Other criminal cases involving baby farmers committing murder were reported across the United Kingdom as well as Australia, New Zealand, Germany and Denmark. In German and Scandinavian countries, there was a gruesome euphemism for this practice: "Engelmacherin," meaning "angel-maker."
Publicity over cases such as those of Margaret Waters and Amelia Dyer led to widespread outrage. Even honest women who truly cared for their charges didn't dare call themselves baby farmers due to the widespread notoriety associated with the term. The Infant Life Protection Society (ILPS) was founded in Britain and Societies for Prevention of Cruelty to Children in the United States, largely due to the publicity surrounding cases of murder associated with baby farming. Through pressure from members of the Infant Life Protection Society, the U.K. government passed the Infant Life Protection Act of 1872. The act was a dismal failure though and unscrupulous baby farmers (such as Amelia Dyer) were still free to murder infants.
Eventually, the Society for the Prevention of Cruelty to Children spread across the U.K. as it had in other countries and the first act to protect children from abuse was passed in 1889. That this act was still inadequate because obvious enough with the shocking testimony at the Amelia Dyer trial. This led to the passage of the Infant Protection Act of 1897 giving even more extensive protections for children. The Act stated that "no infant could be kept in a home that was so unfit and so overcrowded as to endanger its health, and no infant could be kept by an unfit nurse who threatened, by neglect or abuse, its proper care and maintenance." Police also had the power to investigate all suspected baby farms to weed out the criminally unfit ones.

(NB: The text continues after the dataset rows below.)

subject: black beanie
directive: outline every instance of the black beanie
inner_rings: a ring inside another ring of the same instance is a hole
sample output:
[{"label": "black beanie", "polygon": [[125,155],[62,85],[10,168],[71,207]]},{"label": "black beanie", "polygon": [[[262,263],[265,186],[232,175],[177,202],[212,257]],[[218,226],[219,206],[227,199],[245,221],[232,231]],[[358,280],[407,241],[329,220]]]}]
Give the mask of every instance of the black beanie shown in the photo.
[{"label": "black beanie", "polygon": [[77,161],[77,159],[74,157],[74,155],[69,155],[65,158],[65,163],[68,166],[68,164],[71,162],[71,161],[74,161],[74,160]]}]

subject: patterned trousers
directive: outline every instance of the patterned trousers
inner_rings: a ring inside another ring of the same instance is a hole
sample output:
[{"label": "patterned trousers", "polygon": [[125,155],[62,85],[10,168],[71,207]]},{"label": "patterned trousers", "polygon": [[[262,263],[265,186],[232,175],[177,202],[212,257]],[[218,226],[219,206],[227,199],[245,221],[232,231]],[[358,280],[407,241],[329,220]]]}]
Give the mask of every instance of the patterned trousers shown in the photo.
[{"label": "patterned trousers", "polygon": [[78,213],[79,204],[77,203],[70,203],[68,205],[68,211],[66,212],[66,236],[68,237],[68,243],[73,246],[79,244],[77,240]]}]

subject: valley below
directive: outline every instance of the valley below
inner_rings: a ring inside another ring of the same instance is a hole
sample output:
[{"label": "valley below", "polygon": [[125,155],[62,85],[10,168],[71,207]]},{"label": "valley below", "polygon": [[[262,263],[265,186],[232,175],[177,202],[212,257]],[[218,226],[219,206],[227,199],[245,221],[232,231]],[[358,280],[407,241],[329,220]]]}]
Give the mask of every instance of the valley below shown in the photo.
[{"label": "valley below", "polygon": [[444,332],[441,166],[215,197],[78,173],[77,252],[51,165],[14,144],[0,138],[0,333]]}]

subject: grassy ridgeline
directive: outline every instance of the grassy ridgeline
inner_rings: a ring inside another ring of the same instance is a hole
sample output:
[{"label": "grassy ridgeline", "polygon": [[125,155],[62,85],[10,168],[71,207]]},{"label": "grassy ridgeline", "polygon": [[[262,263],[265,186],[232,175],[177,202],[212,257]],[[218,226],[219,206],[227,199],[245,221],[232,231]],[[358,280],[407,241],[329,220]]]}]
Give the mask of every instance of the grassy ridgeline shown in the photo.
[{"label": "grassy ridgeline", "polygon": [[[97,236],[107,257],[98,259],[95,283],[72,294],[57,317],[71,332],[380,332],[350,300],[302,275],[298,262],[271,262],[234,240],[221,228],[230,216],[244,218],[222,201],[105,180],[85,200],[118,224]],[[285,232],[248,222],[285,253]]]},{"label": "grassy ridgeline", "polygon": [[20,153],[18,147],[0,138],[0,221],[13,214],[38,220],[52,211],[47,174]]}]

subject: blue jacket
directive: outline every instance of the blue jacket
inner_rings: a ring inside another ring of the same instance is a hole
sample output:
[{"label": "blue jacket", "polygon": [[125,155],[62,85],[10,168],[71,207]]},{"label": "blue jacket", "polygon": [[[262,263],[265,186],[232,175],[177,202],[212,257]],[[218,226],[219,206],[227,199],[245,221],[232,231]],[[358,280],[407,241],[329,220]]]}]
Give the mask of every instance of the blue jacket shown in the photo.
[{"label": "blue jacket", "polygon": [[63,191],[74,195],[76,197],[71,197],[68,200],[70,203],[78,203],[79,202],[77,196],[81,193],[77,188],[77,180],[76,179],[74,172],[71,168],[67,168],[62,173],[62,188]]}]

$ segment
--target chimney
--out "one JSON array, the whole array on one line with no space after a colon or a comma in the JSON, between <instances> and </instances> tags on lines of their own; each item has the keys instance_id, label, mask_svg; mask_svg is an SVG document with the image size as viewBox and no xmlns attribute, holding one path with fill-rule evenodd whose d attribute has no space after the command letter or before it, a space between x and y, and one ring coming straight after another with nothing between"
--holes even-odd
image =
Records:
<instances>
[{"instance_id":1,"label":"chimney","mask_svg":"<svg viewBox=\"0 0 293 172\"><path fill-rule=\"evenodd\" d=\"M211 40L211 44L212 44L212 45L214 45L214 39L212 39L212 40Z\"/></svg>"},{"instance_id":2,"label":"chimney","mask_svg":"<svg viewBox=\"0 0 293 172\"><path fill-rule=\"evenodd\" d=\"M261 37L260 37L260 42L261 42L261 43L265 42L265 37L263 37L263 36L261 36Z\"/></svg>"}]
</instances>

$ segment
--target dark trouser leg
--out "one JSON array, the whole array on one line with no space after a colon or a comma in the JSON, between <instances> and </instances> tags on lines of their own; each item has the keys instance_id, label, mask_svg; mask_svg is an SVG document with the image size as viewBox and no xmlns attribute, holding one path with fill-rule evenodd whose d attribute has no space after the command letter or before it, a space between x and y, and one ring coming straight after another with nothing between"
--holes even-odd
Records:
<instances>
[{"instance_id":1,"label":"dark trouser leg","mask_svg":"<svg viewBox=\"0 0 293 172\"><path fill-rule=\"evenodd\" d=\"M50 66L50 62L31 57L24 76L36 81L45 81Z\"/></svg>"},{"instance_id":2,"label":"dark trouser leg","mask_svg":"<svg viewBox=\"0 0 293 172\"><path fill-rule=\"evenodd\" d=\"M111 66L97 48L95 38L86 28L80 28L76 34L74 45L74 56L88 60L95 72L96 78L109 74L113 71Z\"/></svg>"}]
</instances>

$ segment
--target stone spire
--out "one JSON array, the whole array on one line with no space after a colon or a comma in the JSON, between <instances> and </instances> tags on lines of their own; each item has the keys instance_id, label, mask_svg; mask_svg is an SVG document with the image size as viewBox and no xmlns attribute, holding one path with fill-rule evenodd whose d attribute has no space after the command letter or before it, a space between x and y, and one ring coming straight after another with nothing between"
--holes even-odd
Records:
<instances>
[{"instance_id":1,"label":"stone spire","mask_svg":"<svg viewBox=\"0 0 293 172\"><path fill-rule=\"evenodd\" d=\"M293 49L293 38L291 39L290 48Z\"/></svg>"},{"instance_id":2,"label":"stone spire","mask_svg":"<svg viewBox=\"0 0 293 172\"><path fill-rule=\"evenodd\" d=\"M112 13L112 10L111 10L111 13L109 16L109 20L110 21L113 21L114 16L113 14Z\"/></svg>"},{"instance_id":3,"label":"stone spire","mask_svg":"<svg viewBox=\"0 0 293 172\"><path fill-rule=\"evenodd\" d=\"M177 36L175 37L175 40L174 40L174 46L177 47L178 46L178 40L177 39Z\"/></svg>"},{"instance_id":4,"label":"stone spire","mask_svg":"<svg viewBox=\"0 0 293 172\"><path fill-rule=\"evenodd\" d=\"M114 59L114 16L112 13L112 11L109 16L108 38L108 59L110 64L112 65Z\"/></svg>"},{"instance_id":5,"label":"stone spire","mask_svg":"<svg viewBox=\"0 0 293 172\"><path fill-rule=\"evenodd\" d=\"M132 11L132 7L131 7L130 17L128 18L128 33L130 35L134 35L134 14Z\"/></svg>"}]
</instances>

In 1906, one of the first modern children's acts was passed which established formal supervision for all foster mothers, but eradicating criminal baby farming took a joint effort by society, various police agencies, and local governments. By 1920, criminal baby farming had virtually disappeared. Adoption of illegitimate children became more acceptable and many of the legal loopholes that had allowed the baby farmers to work undetected had been plugged. By 1946, baby farming was made illegal across the U.K.
Most other countries that had allowed baby farming largely followed the same pattern with modern child welfare agencies forming to regulate child adoption and foster homes. In the United States, the crackdown on baby farms was spurred on by exposés such as George Walker's 1918 book, The Traffic in Babies, which dealt with his findings relating to two baby farms in Baltimore.
As the stigma surrounding illegitimacy largely subsided, mothers were free to raise their infants themselves without the need to abandon or farm them out. By the 1940s, the Victorian concept of the "fallen woman" had been replaced by the more practical view that mothers and their children were better off remaining together. For those mothers unwilling or unable to care for their children, adoption agencies allowed for a humane alternative. Still, despite the advent of better contraceptive methods and safe abortion, the problem of unwanted pregnancy remains in many places.
While the era of the baby farm seems truly over, at least in most countries, the current backlash against making abortion and contraception freely available to women of all ages has helped unravel many of the gains of previous decades. When even child welfare services are being undermined by legislators and sexual abstinence programs are being promoted despite their ineffectiveness, the desperation faced by pregnant women forced to resort to baby farmers seems far too familiar.
We may not have seen the last of the baby farmers.